He opened his first comics store — Heroes Aren’t Hard to Find — in Charlotte in 1980 and soon had six in the Southeast. “Then a lot of speculators got into the market. That was in the early ’90s, and they were buying cases of books they could sell in a short time for an inflated price. That’s not how the market works. You can’t manipulate it. The market contracted quickly.”
One by one, he sold his stores — “they’re all still there, just under different owners” — keeping only the 10-employee Charlotte one. That, a few one-day shows and the convention, which this year featured more than 500 dealers and creators, including some of the biggest names in the business and legendary artists of the past. Here, among the geeks and gawkers, circulate some serious collectors,willing to fork over six figures if they find what they’re looking for. But the odds of finding a hidden gem like Action Comics No. 1 at a show like this are virtually nil. These dealers are pros who know exactly what they’re selling!
Most buyers are like Tony Brock, 39, from Tuscaloosa, Ala. — that’s a seven-hour drive! — who collects Bronze Age comics. Collectors often focus on a period: platinum, 1897-1937; golden, 1938-55; silver, 1956-69; bronze, 1970-79; and modern, 1980-present.

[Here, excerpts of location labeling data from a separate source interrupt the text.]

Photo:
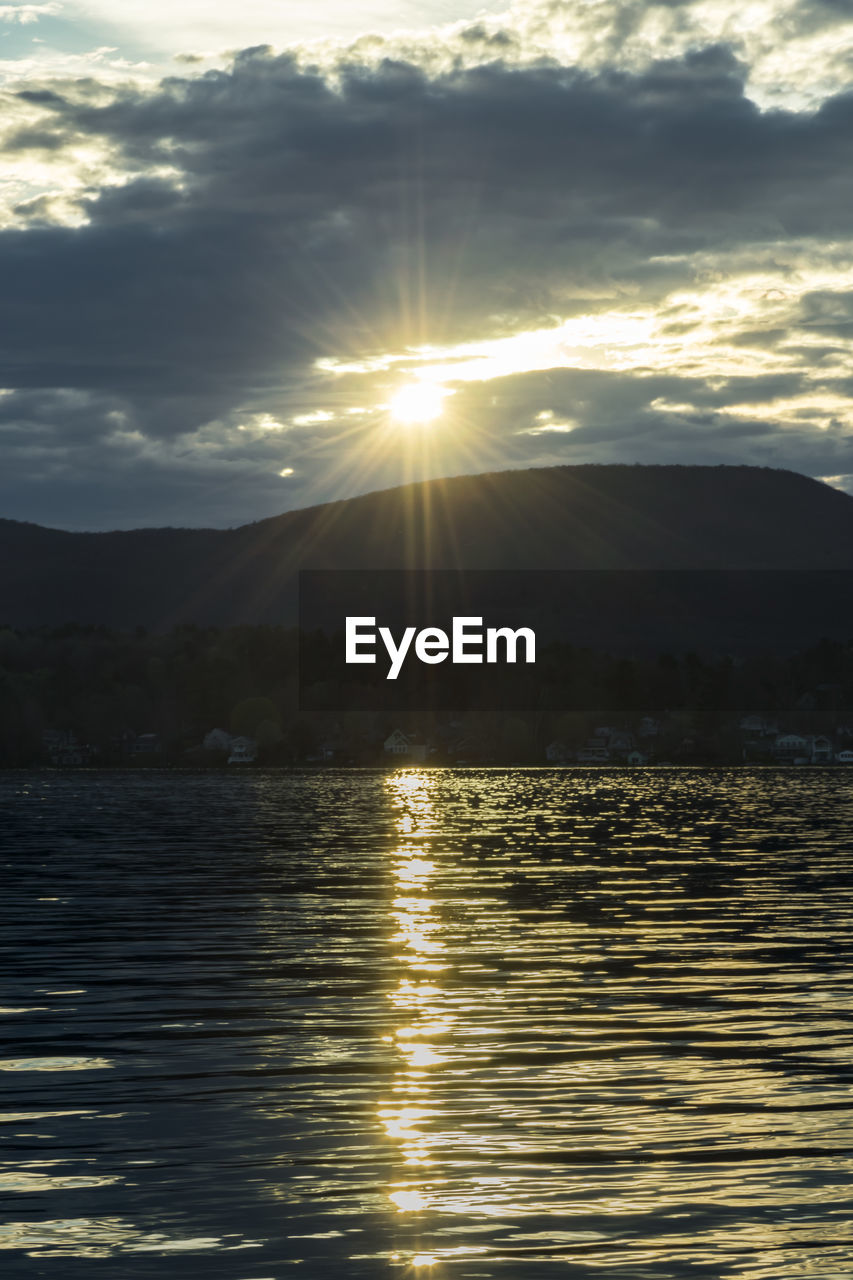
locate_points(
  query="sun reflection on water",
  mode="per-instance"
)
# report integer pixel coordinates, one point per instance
(410, 1116)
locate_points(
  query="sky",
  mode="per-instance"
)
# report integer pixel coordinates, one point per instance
(263, 255)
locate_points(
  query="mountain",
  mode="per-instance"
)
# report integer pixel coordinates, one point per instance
(651, 517)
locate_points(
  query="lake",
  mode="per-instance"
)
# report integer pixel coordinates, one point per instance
(486, 1023)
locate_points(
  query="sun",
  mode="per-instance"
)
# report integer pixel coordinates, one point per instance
(418, 402)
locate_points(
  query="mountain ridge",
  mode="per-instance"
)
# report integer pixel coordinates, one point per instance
(591, 516)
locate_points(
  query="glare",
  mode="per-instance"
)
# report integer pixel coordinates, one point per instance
(418, 402)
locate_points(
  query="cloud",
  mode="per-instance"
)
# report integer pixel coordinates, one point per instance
(28, 13)
(626, 246)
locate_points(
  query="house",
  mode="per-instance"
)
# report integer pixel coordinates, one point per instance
(758, 726)
(405, 745)
(789, 746)
(243, 750)
(397, 744)
(63, 749)
(620, 741)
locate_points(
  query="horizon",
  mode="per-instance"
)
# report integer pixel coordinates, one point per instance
(432, 480)
(263, 259)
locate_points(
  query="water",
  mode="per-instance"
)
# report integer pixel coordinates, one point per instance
(446, 1024)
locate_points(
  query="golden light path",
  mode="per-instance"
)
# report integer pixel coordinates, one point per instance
(418, 997)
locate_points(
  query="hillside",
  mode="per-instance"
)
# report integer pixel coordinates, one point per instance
(557, 517)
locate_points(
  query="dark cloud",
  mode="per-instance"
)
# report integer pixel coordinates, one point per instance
(269, 215)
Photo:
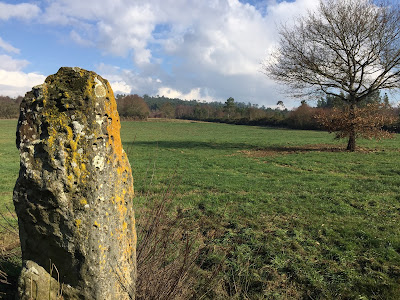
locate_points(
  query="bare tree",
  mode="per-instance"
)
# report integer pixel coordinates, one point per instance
(346, 48)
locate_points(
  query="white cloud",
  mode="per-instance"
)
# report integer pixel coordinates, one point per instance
(21, 11)
(8, 63)
(120, 87)
(17, 83)
(193, 94)
(209, 49)
(8, 47)
(79, 40)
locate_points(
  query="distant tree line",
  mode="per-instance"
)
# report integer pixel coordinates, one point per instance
(134, 107)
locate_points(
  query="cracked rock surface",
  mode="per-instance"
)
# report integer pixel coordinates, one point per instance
(73, 196)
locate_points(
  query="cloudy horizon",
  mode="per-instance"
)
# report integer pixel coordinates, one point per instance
(205, 50)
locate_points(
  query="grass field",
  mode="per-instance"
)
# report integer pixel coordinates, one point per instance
(296, 217)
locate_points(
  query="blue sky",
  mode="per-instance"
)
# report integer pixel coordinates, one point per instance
(206, 50)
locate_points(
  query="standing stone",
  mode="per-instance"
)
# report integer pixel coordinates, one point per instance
(74, 193)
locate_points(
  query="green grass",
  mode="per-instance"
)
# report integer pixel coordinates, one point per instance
(295, 217)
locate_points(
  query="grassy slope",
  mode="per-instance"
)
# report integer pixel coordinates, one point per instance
(296, 221)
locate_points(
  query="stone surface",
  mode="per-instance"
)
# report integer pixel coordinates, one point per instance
(74, 193)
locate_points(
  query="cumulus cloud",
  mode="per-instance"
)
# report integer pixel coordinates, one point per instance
(20, 11)
(193, 94)
(8, 47)
(120, 87)
(17, 83)
(189, 49)
(8, 63)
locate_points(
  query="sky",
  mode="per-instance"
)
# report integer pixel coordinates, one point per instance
(207, 50)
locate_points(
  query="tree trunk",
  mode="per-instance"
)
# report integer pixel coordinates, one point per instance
(351, 145)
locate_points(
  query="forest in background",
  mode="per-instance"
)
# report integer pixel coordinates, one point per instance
(135, 107)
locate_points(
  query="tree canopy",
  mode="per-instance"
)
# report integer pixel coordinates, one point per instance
(348, 49)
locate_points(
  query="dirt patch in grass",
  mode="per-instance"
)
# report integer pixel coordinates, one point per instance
(285, 150)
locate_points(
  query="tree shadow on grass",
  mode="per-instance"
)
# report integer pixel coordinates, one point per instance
(273, 149)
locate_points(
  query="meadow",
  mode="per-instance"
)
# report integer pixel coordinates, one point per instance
(285, 214)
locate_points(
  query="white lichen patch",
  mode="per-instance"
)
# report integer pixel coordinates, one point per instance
(78, 128)
(99, 89)
(99, 120)
(98, 162)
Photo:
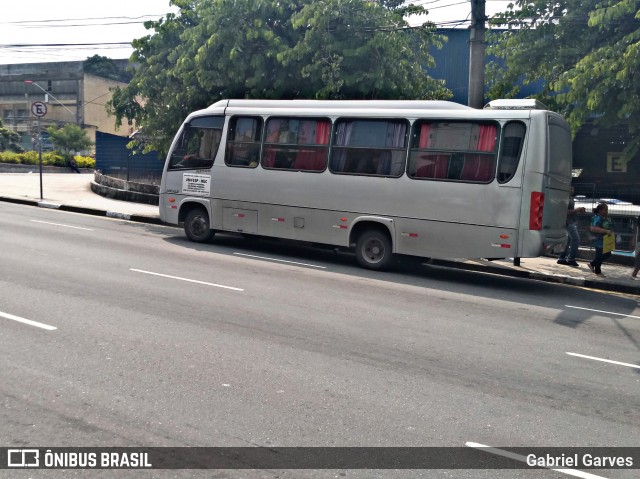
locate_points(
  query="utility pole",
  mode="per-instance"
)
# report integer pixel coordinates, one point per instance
(476, 54)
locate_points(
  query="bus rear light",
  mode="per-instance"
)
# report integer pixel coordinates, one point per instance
(536, 211)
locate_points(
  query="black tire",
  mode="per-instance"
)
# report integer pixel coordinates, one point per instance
(197, 226)
(374, 249)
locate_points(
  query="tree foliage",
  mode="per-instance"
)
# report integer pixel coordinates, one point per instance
(106, 68)
(587, 55)
(68, 139)
(9, 140)
(274, 49)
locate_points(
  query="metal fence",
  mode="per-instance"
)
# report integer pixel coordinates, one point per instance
(114, 159)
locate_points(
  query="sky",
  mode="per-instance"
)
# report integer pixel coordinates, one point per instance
(35, 31)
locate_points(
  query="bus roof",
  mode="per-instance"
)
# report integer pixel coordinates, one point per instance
(343, 104)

Brock has been at this since he was a kid,with Silver Age stuff among his bronze. “The garage is full.” His collection is insured for $15,000. “I love the artwork, and they’re fun to read and fun to look at.”
Guys like Brock, Drum says, are the staple. “When a vendor sells a $5,000 or $10,000 comic, it makes me feel good. But the bread and butter is the $3, the $5, the $10 book.” So how much dough does this show rake in? That’s a figure he guards as jealously as a superhero does a secret identity.